I've got access to the partitioning beta and trying to figure out where to start. I have a number of legacy datasets (marketing platforms like Facebook, LinkedIn, Google Ads and Google Analytics) and dataflows that are clunky at best and go the long route to handle recursive data. I'm looking to simplify and make these dataflows more efficient but I am stuck. For example, do you rebuild your datasets especially if you are using connectors? If so how best to do that to leverage partitioning?

Tagged:

Best Answer

Answers

  • @user029082 I suggest checking out this recording from one of the previous Lunch & Learn streams. There are some great examples and use cases for partitioning!

    https://community-forums.domo.com/main/events/30-partitioning-in-theory-and-in-practice

  • dkonig
    dkonig Member

    Yes. I remember this video. I'll need to go back and re-watch since I saw it before I got beta access.

  • dkonig
    dkonig Member
    edited July 2023

    This video is from back in January. It definitely mentions the use cases I am interested in but I am still not sure exactly how to configure things. I'm still unclear on what to partition on especially when a dataset that are created with connectors without partitioning are used in the dataflow

  • @user029082 In that case I would recommend reaching out directly to Andrea or the beta team to help you with the your specific use cases.

  • dkonig
    dkonig Member

    Maybe I'm just not understanding how/why to use partitioning. With a connector that only has append and replace options can you even use partitioning to pull in new data and replace(update), let's say, the last 30 days?

  • MichelleH
    MichelleH Coach
    Answer ✓

    @dkonig It depends on the connector. The ones that support partitioning will have a "merge" method which uses partitions. If the connector you have been using does not have the merge method, there may be another version of the connector that does. When paired with MagicETL subset processing (which I assume is the beta you are referring to), Domo detects which rows in the input datasets have been added/updated and only processes those rows. In many cases this results in a much faster data pipeline.

    Here are a couple other articles that talk about partitioning theory:

  • dkonig
    dkonig Member
    edited July 2023

    Hmm. Ok. So if the connector is doesn't have merge then it's going to either replace or append no matter what. I only gain the benefit of partitioning in MagicETL if I need to use that data for other reporting. The partitioning allows me to update the partitions I want.

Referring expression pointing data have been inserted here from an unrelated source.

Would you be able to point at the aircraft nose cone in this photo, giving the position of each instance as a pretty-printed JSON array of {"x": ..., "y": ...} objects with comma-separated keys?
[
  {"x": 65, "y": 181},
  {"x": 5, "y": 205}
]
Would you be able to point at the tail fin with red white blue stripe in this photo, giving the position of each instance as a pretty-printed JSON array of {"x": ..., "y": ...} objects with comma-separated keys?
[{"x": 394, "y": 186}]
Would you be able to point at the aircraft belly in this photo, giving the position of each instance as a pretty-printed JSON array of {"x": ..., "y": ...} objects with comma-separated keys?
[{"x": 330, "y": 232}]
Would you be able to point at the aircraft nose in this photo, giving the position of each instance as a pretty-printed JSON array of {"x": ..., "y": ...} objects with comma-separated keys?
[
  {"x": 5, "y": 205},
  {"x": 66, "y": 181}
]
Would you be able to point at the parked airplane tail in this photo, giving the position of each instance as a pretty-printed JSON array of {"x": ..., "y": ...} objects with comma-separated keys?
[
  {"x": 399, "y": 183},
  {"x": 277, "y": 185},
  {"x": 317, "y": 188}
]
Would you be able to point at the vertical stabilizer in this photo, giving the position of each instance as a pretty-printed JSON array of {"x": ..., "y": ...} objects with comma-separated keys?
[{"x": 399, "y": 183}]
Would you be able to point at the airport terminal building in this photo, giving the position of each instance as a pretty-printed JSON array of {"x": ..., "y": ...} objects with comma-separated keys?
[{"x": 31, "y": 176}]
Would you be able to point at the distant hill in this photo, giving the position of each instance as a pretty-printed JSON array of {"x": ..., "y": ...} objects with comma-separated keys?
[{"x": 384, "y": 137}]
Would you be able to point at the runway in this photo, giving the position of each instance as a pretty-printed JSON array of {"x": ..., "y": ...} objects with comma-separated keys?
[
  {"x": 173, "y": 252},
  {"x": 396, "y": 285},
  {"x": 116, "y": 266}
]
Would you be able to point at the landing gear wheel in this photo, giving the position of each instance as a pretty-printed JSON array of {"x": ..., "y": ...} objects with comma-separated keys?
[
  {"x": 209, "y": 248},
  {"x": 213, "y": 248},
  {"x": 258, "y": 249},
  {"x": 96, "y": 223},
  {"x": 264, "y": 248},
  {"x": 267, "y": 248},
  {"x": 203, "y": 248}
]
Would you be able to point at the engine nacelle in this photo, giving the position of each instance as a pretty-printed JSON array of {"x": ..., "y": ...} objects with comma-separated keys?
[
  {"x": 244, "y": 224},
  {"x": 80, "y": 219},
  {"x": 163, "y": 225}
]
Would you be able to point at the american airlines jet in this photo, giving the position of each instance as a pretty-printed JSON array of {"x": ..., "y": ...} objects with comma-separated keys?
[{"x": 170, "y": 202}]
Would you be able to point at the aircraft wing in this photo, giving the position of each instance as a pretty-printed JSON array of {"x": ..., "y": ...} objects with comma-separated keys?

    For example let's take Google Ads. There is usually some time for recent data to 'cure' so a recent range of dates may have data that changes from day-to-day. The connector would run every day and replace the entire dataset and then, via MagicETL, I could set up a dataflow that takes all the old existing data, that does not change, and just grab the newer data based on whatever settings I give it. This saves me all the reprocessing of the old data. Is that about right?

  • dkonig
    dkonig Member

    @MichelleH Does my previous comment make sense or am I still not grasping?